Witam Wszystkich Forumowiczów
Od pewnego czasu namiętnie czytam to forum, a od kiedy trafiłam na Waszą grupę, to śmiało mogę powiedzieć, że jestem już uzależniona
Nie wiem, czy zdajecie sobie sprawę, ale jesteście nieocenioną skarbnicą wiedzy dla wszystkich planujących budowę (i dla tych, którzy za budowanie dopiero sie zabierają). W tym miejscu chciałam Wam serdecznie podziękować za to, że piszecie (że Wam się chce!) i że -świadomie, a czasem nieświadomie- pomagacie
A teraz kilka słów o mnie:
Ponad rok temu stwierdziłam, że nadeszła pora na zakończenie beztroskiego dzieciństwa (hiehie)- czas zabrać się za poważne zadanie, czyli za budowę domu.

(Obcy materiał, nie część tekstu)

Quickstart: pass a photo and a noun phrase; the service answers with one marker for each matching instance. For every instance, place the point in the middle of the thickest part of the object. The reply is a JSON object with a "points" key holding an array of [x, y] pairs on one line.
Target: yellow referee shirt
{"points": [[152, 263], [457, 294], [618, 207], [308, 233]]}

Oczywiście rzeczywistość szybciutko zweryfikowała moje optymistyczne podejście do sprawy i im bardziej brnęłam w papierologię tym częściej dochodziłam do wniosku, że żyję w MATRIXIE.Nie chcę się tu rozpisywać za bardzo, więc powiem w skrócie: przestaję się dziwić ludziom, którzy decydują się na samowole budowlane.... Kiedyś nie mogłam tego pojąc-dziś już nie byłabym tak stanowcza w ocenie..
A teraz opis sytuacji:
-działka: jest (i zawsze była, bo to włości rodzinne ), uzbrojona po zęby od zamierzchłych czasów
-projekt domu i przyłączy: jest; robiony na "specjalne"zamówienie, jednorodzinny-dwupokoleniowy, bo chcę mieszkać ze swoimi "protoplastusiami" (jednak do końca nie wydoroślałam i mamusinej spódniczki nie puszczam )

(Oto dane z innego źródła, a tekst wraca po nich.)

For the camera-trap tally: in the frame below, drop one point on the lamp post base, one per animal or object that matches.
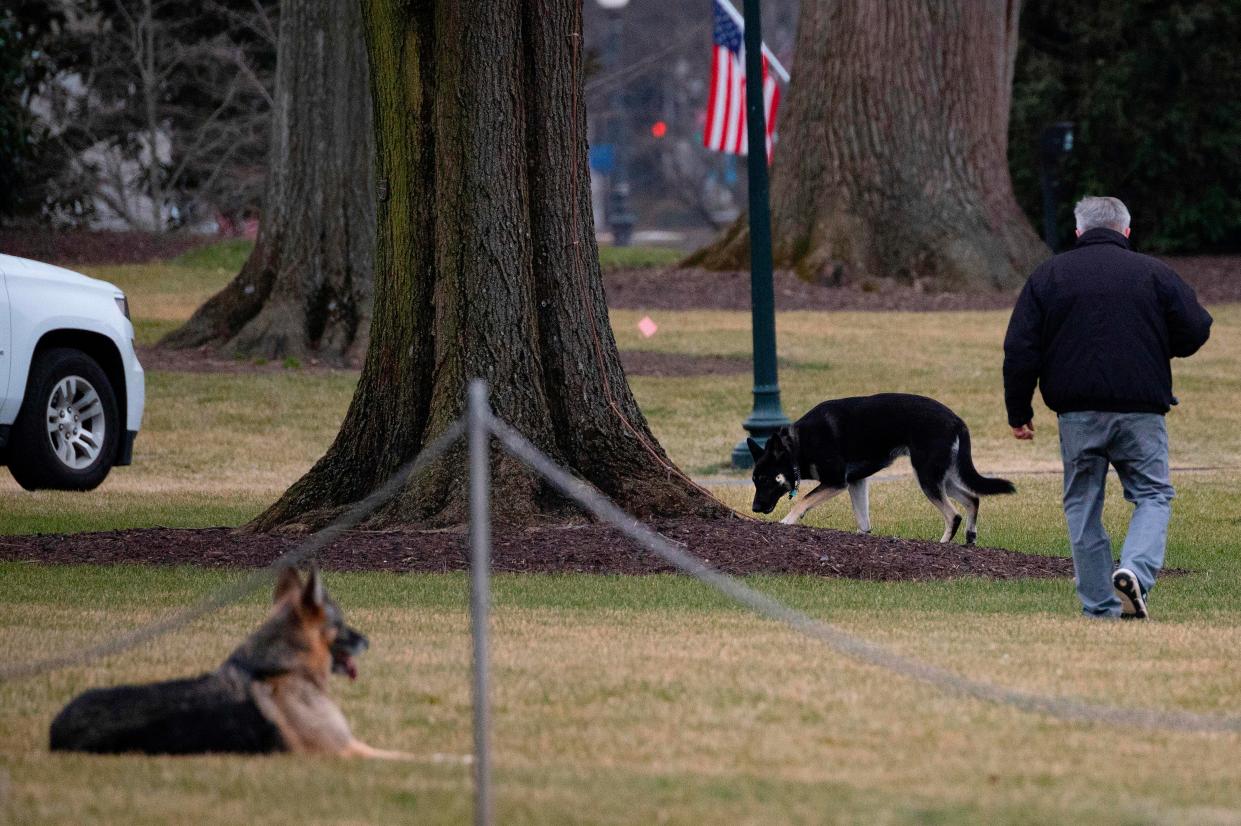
(765, 419)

-pozwolenie na budowę: złożone-mam nadzieję, że to już ostatni zakręt papierologii
-materiały budowlane: "się kupują" (właściwie póki co, to czekam na wyceny)
-ekipa plus kierbud zaklepani (i mam nadzieję, że się nie wycofają)
-mąż i reszta rodziny zwarta i gotowa do akcji pod hasłem BUDUJEMY.
I.. tego by było na tyle..Na razie.
Jeśli zgodzicie się przyjąć mnie do swojego Zacnego Grona, będę bardzo wdzięczna i obiecuję, że nie będę już nigdy więcej tak się rozpisywać, za to jak tylko będę mogła to chętnie pomogę
Mogę, mogę, mogę być przyjęta do klubu?